Noccioline – Storie del Barrio: la cruda verità

Era un po’ che non prendevo in mano qualche libro Tunuè (salvo Paco Roca, i suoi libri vanno sempre ripresi in mano) e invece questa settimana mi sono imbattuta proprio in un bel librone: Storie del Barrio.

Vincitore di diversi premi come il Gran Giunigi 2017 per la sceneggiatura e miglior fumetto al premio Palma di Maiorca, quello che ci troviamo davanti è un fumetto autobiografico. No, anzi non è un fumetto del tutto, alcuni capitoli sono solo di testo, quindi è un romanzo-fumetto autobiografico. Qualunque cosa sia, vi assicuro che è davvero una lettura intensa.

Essendo un fumetto di due autori, ci tengo a precisare che la vita di cui leggiamo è di Gabi Beltran, lo sceneggiatore, mentre il disegnatore è Bartolomé Seguì.
La scelta narrativa cade su un periodo specifico della vita dello scrittore, la sua adolescenza, il suo momento di crescita e  di cambiamento. In un contesto in cui non riesce a sentirsi mai davvero a suo agio, Gabi non fa che chiedersi come potrebbe andare via e dove potrebbe andare, ma la sua routine e le sue conoscenze abituali non fanno che richiamarlo al suo quartiere e al suo destino.

Infatti non vive in un luogo qualunque, ma in un quartiere, il Barrio, caratterizzato da violenza, prostituzione, alcol e droga. L’autore racconta diversi aspetti della sua vita in questo contesto, un contesto che non sente mai  che gli appartenga davvero.

Ciò che colpisce ovviamente è la quotidianità di questo ragazzo. Una vita alternata tra una madre nervosa e frustrata, una compagnia di amici violenti, alcuni persi ormai in questa vita, e le varie persone incontrate nelle sue disavventure. Realtà a mio parere davvero dure e probabilmente per me incomprensibili. Ho sempre amato la capacità dei fumetti e delle arti legate alla narrativa in generale, di inserire il lettore in contesti a lui estranei per fargli conoscere il mondo da una prospettiva completamente nuova. Ci sarà un motivo se la psicologia una in maniera massiva la letteratura e l’arte per spiegare la psiche umana! E così eccomi passare dalla mia poltrona ad una corsa forsennata in una macchina rubata per scappare dalla polizia.

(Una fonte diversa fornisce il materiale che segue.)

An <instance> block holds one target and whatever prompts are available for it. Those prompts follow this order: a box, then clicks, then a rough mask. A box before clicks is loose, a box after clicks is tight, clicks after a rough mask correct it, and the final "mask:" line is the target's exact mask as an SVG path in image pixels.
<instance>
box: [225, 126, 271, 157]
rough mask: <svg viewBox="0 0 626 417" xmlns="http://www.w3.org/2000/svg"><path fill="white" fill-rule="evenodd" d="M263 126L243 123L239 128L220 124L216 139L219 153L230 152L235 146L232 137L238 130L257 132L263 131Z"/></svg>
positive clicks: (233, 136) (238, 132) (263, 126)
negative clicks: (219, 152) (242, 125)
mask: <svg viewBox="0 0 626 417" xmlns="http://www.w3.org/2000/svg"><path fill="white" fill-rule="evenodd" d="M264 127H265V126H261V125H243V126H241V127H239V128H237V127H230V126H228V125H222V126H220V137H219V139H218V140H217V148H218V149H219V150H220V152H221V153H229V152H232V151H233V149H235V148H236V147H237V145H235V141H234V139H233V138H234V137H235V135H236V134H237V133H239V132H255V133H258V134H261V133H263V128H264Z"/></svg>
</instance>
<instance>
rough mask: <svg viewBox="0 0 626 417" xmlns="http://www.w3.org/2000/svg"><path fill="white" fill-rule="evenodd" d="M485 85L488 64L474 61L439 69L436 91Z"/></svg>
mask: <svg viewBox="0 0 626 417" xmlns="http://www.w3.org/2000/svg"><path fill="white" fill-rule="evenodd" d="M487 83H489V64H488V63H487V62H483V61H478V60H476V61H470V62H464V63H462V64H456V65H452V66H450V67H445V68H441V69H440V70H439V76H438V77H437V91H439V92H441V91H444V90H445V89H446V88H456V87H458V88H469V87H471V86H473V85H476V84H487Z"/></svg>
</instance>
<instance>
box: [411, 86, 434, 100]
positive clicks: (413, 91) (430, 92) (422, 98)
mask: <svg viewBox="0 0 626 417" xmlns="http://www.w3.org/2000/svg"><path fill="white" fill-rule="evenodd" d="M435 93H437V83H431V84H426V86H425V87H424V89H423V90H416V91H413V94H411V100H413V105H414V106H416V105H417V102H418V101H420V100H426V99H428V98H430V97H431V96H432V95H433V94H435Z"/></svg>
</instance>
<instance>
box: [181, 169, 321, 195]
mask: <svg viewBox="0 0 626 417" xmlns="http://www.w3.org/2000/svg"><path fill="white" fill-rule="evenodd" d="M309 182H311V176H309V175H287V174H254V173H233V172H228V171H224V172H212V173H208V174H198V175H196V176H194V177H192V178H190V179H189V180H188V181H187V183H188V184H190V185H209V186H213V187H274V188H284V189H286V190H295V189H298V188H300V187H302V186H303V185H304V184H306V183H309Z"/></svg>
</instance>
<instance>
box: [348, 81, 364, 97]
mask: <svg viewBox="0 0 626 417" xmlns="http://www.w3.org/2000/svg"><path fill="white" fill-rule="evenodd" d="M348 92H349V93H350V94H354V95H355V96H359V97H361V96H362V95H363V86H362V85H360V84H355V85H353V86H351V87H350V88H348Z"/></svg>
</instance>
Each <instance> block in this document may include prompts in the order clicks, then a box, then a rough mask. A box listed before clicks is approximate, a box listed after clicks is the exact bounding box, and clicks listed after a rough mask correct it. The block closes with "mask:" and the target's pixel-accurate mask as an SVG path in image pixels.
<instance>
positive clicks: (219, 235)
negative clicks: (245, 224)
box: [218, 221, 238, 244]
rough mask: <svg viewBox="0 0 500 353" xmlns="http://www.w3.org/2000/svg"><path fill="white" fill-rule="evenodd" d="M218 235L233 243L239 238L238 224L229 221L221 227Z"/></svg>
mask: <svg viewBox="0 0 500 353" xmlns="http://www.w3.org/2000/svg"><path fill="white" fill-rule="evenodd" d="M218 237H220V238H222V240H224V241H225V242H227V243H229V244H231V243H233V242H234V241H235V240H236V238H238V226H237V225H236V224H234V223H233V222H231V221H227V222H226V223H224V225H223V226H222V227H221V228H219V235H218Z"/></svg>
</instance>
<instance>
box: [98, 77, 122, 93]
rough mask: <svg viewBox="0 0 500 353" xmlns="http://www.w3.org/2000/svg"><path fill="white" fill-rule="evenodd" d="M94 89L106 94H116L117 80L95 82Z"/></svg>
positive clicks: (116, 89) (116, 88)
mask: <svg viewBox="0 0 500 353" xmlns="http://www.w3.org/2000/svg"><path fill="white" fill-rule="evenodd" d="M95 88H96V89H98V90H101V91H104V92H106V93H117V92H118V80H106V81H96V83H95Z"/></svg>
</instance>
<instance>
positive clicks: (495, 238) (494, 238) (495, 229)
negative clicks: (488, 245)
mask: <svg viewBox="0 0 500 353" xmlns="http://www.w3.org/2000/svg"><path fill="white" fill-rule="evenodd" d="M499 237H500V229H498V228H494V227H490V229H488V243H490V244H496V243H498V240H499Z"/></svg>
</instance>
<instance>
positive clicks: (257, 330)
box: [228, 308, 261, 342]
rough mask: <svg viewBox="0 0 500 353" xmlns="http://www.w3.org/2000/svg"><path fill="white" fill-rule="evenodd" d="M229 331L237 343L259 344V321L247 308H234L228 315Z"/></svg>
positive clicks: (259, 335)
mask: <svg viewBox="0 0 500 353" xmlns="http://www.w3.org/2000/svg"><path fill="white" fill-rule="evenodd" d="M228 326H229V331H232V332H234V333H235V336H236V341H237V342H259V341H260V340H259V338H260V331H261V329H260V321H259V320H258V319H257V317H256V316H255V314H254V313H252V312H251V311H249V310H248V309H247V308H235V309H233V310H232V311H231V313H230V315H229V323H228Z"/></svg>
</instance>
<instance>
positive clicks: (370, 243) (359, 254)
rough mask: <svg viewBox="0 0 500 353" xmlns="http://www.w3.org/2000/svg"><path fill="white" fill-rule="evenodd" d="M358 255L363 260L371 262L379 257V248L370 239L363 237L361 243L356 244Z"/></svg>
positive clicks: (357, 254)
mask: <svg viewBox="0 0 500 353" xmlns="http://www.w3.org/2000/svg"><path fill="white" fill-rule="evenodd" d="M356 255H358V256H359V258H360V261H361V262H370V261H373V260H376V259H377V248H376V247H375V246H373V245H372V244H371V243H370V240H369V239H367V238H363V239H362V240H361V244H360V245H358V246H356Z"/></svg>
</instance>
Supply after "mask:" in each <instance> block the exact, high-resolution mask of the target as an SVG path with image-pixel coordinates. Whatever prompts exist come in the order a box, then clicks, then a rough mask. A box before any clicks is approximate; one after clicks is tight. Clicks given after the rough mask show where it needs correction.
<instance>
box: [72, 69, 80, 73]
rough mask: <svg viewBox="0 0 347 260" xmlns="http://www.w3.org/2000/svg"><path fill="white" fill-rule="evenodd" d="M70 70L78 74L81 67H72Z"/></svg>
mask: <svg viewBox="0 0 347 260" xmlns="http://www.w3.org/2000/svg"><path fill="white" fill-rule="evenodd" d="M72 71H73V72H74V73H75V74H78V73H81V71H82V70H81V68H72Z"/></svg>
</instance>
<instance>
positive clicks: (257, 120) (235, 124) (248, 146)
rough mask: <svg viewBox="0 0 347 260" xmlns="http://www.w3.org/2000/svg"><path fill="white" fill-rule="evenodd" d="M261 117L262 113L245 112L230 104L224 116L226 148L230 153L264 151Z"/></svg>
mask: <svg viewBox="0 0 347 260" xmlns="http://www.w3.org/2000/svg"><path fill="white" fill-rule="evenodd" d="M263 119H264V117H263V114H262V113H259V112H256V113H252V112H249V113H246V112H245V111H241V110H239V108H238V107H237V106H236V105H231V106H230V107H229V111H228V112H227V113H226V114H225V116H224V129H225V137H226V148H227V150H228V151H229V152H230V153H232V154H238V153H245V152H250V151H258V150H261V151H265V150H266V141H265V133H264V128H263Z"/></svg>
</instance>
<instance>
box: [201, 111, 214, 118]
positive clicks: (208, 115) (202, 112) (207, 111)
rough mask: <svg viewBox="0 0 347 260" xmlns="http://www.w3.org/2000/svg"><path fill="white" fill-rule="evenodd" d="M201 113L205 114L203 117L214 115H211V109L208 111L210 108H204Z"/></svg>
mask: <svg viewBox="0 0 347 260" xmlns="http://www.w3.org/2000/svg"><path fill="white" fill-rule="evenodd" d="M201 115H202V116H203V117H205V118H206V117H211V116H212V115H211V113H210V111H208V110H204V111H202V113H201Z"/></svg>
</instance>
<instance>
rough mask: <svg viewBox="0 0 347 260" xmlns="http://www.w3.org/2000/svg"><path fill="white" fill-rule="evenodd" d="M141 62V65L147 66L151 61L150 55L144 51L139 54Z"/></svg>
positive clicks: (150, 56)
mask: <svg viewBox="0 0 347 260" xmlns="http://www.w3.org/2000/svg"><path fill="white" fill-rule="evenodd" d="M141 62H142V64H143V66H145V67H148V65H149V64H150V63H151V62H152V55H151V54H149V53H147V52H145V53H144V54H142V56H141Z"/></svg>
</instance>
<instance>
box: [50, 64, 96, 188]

Dal punto di vista narrativo il pugno definitivo nello stomaco a mio parere è dato dal fatto che diversi personaggi vengono presentati in maniera molto brutale: con la fine che faranno, in quel quartiere. Persone palesemente sole, con una grande necessità di aiuto, che cercano la loro sicurezza in atteggiamenti da adulti, gli adulti di cui hanno l’esempio, e in bravate.
Non si risparmiano neppure gli adulti che circondano il protagonista infatti, è davvero difficile sfuggire alla follia di una quotidianità che non ne lascia passare una. Il rischio è di soccombere.

Ciò che mi è piaciuto di più però sono le scelte narrative. Ogni capitolo racconta uno scorcio sulla vita di Gabi, non viene mai fornito davvero un quadro complessivo. I vari capitoli trattano semplicemente diversi aspetti, diversi incontri, tutto ciò che lo ha reso ciò che è, ma senza necessariamente un filo conduttore stretto. Alcuni sono semplici incontri che come arrivano se ne vanno.

A tutto questo si alternano della pagine di puro testo, legate molto poco al passato e molto più l presente. Infatti tra gli scorci di passato del protagonista ci vengono lasciate delle piccole parti di narrazione del ritorno di Gabi al Barrio, dopo decenni. Un presente che è probabilmente è mille volte più difficile da rappresentare di un passato con cui si è imparato a convivere. A mio parere il testo, essendo successivo, alle immagini del fumetto, risulta infatti molto più nebuloso e difficile da rappresentare. Mancano delle descrizioni che permettano un contesto completo, ci vengono forniti solo parti di dialoghi e brevi frasi per dare un minimo di senso a quello che si legge, il resto deve capirlo da solo il lettore.

Una storia di crescita e introspezione che fornisce anche un quadro crudo e forte di un periodo storico e di un contesto in cui non è per nulla facile crescere.